У подножия стены, освещенный пламенем факелов, которые держали его центурионы, стоял Веспасиан. Как солдат, он был полон твердого желания покончить с этой осадой.
– Игал, давильщик оливкового масла, я проглотил свою гордость и снова спрашиваю тебя: готов ли ты открыть ворота города?
– Никогда, – ответил Игал.
– В последний раз – готов ли ты согласиться на почетный мир?
– Это город Бога, – в темноте со стены ответил Игал, – и не может быть почетного мира с богами, которых вы доставили из Рима.
– Значит, ты хочешь пожертвовать жителями этого города?
– С нами Бог, и Он спасет нас, – ответил Игал.
В последний раз непреклонный римский ветеран и упрямый еврей встретились лицом к лицу на стене царя Давида. Оба они были примерно одного возраста, оба были преданы своему призванию, оба пользовались уважением и доверием, – и, когда Веспасиану пришло время умирать, он тихо произнес: «Римский император должен умирать стоя лицом ко всем своим врагам». Бросив столь дерзкий вызов, так он и встретил смерть. Из всех десяти предшествующих императоров от Тиберия до Домициана лишь он один избежал позорной гибели от меча убийцы, лишь ему одному, загнанному в угол, не пришлось кончать с собой. Но не могло быть никакого мира между ним и Игалом.

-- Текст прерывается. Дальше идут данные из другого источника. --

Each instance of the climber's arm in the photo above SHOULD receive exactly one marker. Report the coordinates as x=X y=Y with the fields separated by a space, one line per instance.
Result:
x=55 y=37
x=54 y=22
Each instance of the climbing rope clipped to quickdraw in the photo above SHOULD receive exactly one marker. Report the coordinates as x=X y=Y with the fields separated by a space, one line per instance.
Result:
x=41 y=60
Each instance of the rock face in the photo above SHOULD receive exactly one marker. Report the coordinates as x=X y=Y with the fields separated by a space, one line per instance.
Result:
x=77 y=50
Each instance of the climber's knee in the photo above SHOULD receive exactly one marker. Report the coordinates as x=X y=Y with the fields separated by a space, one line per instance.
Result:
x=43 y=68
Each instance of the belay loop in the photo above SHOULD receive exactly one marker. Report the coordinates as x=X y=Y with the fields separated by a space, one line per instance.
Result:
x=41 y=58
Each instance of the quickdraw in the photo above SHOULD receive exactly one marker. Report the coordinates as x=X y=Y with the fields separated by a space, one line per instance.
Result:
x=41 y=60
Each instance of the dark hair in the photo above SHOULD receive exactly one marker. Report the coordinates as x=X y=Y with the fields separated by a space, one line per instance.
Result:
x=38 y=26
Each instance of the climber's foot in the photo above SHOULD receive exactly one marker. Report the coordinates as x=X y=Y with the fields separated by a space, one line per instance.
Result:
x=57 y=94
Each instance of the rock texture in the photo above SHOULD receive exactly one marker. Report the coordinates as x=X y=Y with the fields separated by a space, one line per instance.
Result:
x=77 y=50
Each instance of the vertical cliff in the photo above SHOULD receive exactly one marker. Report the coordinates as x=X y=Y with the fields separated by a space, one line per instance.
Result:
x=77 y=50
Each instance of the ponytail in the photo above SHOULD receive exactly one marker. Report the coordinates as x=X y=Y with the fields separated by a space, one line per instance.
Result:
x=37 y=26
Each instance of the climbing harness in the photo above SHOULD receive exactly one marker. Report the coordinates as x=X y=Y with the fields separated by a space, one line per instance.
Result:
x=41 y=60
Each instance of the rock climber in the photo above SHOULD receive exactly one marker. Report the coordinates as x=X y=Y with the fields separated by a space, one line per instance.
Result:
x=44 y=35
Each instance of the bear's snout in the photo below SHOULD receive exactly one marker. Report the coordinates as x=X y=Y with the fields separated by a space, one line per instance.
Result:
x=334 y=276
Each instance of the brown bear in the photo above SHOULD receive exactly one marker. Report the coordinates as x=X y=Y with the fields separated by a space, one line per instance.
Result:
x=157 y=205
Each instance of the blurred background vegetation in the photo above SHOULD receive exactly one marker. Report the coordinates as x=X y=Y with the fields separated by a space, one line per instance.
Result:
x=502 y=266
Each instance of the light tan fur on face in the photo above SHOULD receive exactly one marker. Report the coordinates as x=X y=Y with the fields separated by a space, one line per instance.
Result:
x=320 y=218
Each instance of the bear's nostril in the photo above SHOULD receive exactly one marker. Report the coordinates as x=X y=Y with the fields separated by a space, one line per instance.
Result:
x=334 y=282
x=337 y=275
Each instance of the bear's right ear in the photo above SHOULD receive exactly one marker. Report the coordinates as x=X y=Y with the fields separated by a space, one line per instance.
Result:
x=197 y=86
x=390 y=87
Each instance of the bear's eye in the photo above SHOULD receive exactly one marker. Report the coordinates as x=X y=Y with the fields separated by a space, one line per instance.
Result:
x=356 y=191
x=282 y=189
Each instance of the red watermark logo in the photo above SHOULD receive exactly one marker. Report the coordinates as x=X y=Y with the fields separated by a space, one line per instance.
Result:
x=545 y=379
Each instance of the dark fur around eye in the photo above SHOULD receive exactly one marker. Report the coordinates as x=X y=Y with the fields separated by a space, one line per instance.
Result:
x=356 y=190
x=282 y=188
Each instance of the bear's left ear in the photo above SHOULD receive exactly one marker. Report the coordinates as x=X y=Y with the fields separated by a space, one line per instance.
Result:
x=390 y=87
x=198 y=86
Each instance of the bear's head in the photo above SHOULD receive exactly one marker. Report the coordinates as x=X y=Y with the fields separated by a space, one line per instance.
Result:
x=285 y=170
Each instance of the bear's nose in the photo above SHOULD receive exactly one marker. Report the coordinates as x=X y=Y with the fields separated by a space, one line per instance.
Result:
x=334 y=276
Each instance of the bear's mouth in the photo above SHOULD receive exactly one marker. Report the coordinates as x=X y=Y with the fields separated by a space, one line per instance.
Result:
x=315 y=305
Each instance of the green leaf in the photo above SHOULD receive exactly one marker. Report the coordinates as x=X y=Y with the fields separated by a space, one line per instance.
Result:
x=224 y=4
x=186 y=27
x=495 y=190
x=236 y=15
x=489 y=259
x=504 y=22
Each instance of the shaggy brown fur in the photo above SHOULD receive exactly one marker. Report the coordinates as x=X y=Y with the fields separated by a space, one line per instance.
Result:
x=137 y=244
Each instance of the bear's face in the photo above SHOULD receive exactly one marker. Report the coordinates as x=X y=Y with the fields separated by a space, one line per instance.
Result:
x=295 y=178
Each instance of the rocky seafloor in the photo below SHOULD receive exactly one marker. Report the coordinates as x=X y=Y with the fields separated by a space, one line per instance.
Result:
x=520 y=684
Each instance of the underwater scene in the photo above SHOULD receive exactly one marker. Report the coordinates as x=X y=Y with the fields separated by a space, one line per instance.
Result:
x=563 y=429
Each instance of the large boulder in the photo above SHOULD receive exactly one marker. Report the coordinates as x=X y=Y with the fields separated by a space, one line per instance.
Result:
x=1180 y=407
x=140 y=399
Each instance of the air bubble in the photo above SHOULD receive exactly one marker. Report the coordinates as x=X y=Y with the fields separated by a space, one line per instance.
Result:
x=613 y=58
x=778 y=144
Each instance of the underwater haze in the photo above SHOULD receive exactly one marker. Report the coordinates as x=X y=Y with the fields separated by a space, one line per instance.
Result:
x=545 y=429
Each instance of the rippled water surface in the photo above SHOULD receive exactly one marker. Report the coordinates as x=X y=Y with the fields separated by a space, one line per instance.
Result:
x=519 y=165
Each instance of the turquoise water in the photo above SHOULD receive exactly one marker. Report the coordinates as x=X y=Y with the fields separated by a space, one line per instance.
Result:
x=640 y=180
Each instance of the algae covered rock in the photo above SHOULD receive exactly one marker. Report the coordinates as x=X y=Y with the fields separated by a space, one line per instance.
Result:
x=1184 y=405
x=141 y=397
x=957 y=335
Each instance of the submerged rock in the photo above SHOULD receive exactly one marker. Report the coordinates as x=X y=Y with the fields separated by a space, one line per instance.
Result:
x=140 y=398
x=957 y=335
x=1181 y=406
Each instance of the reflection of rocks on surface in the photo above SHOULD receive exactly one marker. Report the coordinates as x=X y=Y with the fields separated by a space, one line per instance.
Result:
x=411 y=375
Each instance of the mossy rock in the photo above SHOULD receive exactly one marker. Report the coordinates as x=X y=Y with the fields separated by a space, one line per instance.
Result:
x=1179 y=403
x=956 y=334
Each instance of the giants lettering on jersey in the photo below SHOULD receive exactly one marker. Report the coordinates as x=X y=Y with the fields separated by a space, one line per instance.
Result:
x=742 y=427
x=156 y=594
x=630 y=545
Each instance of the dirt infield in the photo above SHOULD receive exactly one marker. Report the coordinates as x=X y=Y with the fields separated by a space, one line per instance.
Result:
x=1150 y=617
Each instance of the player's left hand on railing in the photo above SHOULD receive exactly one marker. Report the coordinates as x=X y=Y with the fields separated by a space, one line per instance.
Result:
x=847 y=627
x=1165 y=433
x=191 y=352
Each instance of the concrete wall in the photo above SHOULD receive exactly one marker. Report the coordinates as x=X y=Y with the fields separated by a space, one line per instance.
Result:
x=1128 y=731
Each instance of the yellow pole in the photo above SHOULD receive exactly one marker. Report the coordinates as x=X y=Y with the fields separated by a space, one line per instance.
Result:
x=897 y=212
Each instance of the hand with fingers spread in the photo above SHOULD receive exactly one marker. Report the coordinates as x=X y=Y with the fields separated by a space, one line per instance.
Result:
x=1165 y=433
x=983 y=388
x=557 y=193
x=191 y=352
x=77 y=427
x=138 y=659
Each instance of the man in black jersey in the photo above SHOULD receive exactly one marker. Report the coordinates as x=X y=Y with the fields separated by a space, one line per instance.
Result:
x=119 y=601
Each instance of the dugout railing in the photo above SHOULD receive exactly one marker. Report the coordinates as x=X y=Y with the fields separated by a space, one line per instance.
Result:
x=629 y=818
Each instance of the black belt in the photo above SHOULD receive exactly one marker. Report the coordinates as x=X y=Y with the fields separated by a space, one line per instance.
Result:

– Когда я в следующий раз увижу тебя, Игал, давильщик оливок, это будет страшная встреча. – И с этими словами Веспасиан удалился. На девятнадцатый день осады случилась ужасная вещь, а девятнадцатая ночь положила начало цепи событий, которые вовлекли в себя Иосифа и рава Наамана – и такими остались в истории. Игал протестовал в обоих случаях, но был бессилен предотвратить их. Утром того решающего дня Иосиф приказал своим солдатам вытащить бочки оливкового масла, собранного Игалом, и на площади между Аугустианой со снесенной крышей и разрушенным греческим храмом занялся большой костер. Когда Игал увидел пламя и понял, для чего оно предназначается, он спросил Иосифа, так ли это необходимо, и молодой генерал кивнул.